Al sana bir bakış açısı; ünlüysen her an, her yerde, her şartta fotoğraflanmayı, cümle âleme hal ve vaziyetini göstermeyi kabul edeceksin. İlle de gülümseyeceksin, sineye çekeceksin, gıkını çıkartmayacaksın. Dağ başına da kaçsan, özel hayatını saklamaya da çalışsan böyle. Sevilmenin bedelini, özelini harcayarak çatır çatır ödeyeceksin.
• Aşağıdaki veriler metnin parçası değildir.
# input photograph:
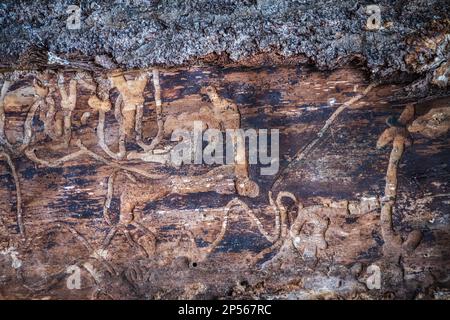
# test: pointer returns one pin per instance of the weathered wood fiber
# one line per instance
(370, 186)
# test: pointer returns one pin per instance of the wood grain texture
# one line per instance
(139, 227)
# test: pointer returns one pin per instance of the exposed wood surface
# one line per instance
(81, 183)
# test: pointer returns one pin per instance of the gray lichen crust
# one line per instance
(143, 33)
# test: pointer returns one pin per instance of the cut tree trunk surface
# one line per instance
(93, 205)
(362, 185)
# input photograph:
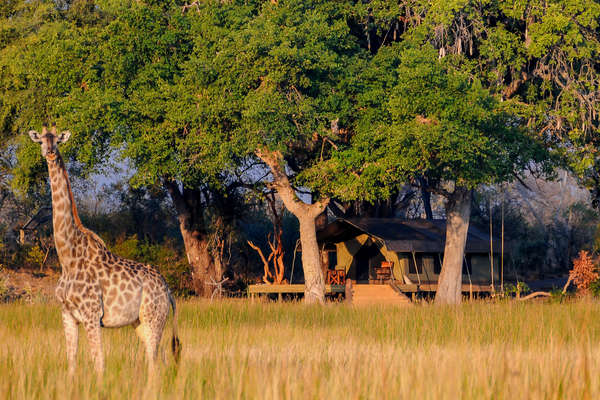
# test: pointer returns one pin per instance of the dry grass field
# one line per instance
(239, 350)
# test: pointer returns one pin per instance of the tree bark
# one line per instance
(426, 196)
(307, 214)
(458, 213)
(195, 238)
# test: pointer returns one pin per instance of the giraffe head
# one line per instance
(49, 140)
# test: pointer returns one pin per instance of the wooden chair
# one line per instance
(336, 277)
(384, 272)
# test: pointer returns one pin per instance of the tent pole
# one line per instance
(469, 275)
(502, 247)
(491, 251)
(416, 268)
(294, 260)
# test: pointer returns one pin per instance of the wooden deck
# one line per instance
(432, 287)
(294, 288)
(333, 289)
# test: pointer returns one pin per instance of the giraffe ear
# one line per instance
(35, 136)
(64, 136)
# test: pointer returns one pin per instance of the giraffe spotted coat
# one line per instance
(98, 288)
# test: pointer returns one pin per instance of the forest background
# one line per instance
(202, 126)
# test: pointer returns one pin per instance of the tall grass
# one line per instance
(235, 349)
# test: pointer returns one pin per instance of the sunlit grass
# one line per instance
(235, 349)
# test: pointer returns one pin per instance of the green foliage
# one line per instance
(35, 256)
(437, 123)
(518, 289)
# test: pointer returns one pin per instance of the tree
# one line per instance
(439, 123)
(114, 74)
(538, 58)
(288, 67)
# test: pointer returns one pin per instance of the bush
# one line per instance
(584, 272)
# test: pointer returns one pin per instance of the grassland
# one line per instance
(235, 349)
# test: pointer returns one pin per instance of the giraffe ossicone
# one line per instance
(98, 288)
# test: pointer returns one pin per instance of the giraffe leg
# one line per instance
(72, 337)
(150, 335)
(95, 341)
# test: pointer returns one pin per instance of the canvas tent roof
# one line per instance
(405, 235)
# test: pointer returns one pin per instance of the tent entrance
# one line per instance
(365, 261)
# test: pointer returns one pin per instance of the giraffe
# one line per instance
(98, 288)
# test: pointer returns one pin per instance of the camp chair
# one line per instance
(384, 272)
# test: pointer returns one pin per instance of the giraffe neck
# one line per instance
(67, 225)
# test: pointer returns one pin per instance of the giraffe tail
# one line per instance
(175, 343)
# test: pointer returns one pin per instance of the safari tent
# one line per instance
(412, 248)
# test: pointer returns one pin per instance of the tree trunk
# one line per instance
(426, 196)
(458, 213)
(307, 214)
(311, 260)
(200, 259)
(195, 237)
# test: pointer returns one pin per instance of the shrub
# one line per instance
(584, 272)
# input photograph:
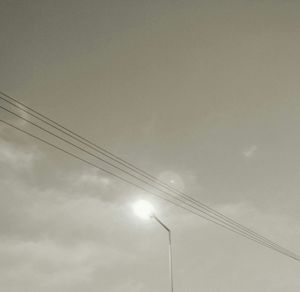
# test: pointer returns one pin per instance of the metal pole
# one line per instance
(170, 252)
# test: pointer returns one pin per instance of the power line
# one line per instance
(289, 254)
(122, 162)
(269, 244)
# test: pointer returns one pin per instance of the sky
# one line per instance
(202, 94)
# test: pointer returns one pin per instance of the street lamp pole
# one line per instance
(170, 251)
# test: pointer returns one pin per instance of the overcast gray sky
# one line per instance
(203, 93)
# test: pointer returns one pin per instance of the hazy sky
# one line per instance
(204, 93)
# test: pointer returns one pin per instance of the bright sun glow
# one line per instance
(143, 209)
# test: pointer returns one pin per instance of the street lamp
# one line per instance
(145, 210)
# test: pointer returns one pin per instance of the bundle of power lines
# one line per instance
(121, 169)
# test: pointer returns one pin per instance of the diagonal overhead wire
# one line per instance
(24, 108)
(210, 214)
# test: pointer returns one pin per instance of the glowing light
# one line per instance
(143, 209)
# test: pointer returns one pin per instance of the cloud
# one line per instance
(17, 157)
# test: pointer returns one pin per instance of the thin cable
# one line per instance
(144, 189)
(129, 165)
(127, 173)
(216, 215)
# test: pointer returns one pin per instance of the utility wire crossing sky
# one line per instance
(141, 179)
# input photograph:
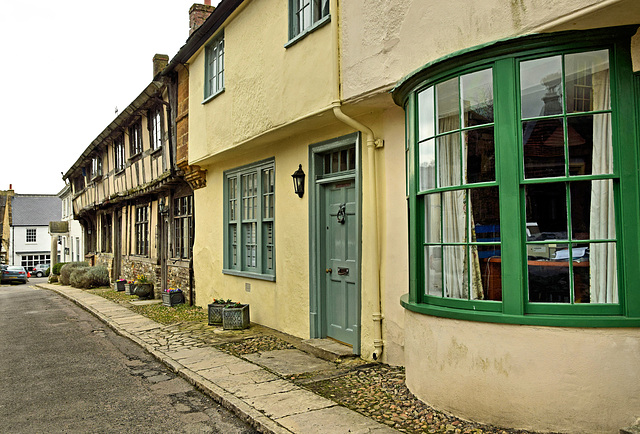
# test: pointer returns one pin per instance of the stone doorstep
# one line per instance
(327, 349)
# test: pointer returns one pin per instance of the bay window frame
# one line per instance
(505, 57)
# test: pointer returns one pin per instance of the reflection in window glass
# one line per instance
(448, 105)
(477, 97)
(541, 87)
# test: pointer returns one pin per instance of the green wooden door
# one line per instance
(341, 262)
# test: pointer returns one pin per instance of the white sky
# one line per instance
(65, 65)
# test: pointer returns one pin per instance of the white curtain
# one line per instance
(602, 256)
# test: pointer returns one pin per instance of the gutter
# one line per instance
(373, 260)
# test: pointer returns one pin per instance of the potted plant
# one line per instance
(235, 316)
(119, 285)
(172, 297)
(143, 287)
(215, 310)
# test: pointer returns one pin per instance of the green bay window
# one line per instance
(521, 169)
(249, 221)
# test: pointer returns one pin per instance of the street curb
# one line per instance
(229, 401)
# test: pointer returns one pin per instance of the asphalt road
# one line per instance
(62, 370)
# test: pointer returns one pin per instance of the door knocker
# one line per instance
(341, 213)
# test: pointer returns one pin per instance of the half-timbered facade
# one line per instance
(131, 198)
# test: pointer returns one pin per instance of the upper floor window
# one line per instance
(135, 138)
(305, 14)
(142, 230)
(214, 67)
(118, 153)
(183, 226)
(96, 167)
(155, 128)
(249, 220)
(534, 183)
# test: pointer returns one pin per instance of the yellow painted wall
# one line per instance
(578, 380)
(265, 84)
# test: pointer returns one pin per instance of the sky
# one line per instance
(65, 65)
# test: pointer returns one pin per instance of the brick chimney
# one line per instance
(160, 61)
(198, 14)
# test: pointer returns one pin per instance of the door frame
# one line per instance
(316, 183)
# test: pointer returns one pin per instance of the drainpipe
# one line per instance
(373, 263)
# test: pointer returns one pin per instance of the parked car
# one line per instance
(15, 273)
(39, 270)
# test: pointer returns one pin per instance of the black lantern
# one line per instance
(298, 181)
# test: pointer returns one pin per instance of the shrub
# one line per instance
(89, 277)
(66, 270)
(57, 267)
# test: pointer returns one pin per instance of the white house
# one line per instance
(30, 243)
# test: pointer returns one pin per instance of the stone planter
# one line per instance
(172, 298)
(215, 313)
(235, 318)
(143, 290)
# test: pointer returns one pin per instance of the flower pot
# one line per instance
(143, 290)
(215, 313)
(235, 318)
(172, 298)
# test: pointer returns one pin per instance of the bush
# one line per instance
(89, 277)
(57, 267)
(66, 270)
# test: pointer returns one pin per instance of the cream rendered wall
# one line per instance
(541, 378)
(266, 85)
(385, 41)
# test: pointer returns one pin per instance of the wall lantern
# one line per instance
(298, 181)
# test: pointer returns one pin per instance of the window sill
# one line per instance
(211, 97)
(533, 319)
(250, 275)
(294, 40)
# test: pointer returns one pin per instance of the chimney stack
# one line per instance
(160, 61)
(198, 14)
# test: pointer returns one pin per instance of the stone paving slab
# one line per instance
(251, 386)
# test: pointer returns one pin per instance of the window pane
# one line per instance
(587, 81)
(433, 270)
(448, 105)
(480, 158)
(491, 272)
(603, 274)
(454, 271)
(549, 281)
(590, 149)
(546, 207)
(543, 148)
(433, 222)
(454, 216)
(427, 161)
(485, 215)
(426, 126)
(540, 87)
(477, 97)
(449, 160)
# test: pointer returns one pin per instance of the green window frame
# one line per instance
(534, 161)
(249, 220)
(214, 67)
(305, 16)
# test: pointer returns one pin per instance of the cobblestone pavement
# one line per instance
(375, 390)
Al sana diğer bir bakış açısı; yukarıdakilerin hiçbirine mecbur değilsin. Seninki de iş. İşini yaptığın kadar medyada, magazinde, dergilerde yer alırsın; gerisi kimseyi ilgilendirmez. Özel hayatına saygı duymak zorundalar.
O KADARINI DA BİLMEYELİM
Ve fakat sistem böyle değil; iki ucun arası yok. Olsa da oraya konuşlanmak herkesin işine gelmiyor. Bakın bayramda ünlüleri mezar başında bile gördük. Görmek ister miydik? Hayır. O kadarını da bilmesek olur. Mezar başında kaybettiği annesini, babasını, kardeşini, dostunu ziyaret eden bir ünlünün haberi de yapılmayıversin canım. Bazı şeyler mahremiyetini kaybetmeyiversin. İnsanlık, çürük yumurta gibi kokmasın. Mezar başında ağlarken birini görüntülemek, gururlanma sebebi olmasın. Suyu çıktı, bu kadar da çıkmasın.